La femme pleure, courbée et douloureuse, devant Jésus.
« Ne pleure plus. Il va guérir de son mal.
– S’il pouvait t’entendre, oui. Mais il ne veut pas t’écouter. Ah ! Il ne guérira jamais !
– Mais as-tu de la foi pour lui ? Le veux-tu pour lui ?
– C’est à moi que tu le demandes ? Je suis venue de Haute-Pérée pour te prier en sa faveur…
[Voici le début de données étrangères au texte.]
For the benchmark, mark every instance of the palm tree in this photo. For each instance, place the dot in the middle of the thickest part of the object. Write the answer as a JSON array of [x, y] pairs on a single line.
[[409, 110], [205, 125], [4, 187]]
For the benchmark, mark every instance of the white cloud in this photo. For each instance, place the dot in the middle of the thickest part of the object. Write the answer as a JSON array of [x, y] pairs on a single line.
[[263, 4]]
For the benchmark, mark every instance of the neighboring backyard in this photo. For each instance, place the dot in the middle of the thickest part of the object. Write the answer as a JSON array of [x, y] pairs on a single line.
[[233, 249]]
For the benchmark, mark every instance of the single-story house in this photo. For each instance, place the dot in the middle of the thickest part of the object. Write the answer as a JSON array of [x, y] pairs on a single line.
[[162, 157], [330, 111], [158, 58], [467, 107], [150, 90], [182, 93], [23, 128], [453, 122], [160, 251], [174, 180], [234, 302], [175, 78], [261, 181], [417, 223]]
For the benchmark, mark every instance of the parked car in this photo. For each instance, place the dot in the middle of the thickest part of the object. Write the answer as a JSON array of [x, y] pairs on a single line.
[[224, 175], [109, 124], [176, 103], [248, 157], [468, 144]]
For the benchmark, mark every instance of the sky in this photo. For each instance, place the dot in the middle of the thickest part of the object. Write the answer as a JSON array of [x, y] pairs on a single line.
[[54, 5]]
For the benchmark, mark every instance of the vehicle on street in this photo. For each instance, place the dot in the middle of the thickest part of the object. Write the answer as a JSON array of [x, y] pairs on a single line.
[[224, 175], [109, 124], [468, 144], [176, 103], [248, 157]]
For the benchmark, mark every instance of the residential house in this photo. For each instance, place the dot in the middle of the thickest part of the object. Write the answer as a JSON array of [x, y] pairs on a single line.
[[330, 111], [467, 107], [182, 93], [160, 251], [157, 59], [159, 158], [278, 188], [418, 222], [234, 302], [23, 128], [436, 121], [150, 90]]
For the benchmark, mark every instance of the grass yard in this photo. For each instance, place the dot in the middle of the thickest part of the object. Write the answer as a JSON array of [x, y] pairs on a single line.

– Alors, va ! Quand tu arriveras chez toi, ton fils viendra à ta rencontre, repenti.
– Mais comment ?
– Comment ? Crois-tu que Dieu ne puisse faire ce que je lui demande ? Ton fils est là-bas. Je suis ici. Mais Dieu est partout. Je dis à Dieu : “ Père, pitié pour cette mère. ” Et Dieu fera retentir son appel dans le cœur de ton fils. Va, femme. Un jour je passerai dans la région de ton village et toi, fière de ton garçon, tu viendras à ma rencontre avec lui. Quand il pleurera sur tes genoux en te demandant pardon et en te racontant la lutte mystérieuse d’où il est sorti avec une âme nouvelle, et qu’il te demandera comment cela est arrivé, dis-lui : “ C’est par Jésus que tu es né une seconde fois, au bien, cette fois. ” Parle-lui de moi. Si tu es venue vers moi, cela veut dire que tu sais. Fais en sorte que lui, il sache et pense à moi pour trouver en lui la force qui sauve. Adieu. Paix à la mère qui a eu foi, au fils qui revient, au père joyeux, à la famille rassemblée. Va. »
La femme s’en va vers le village et tout prend fin.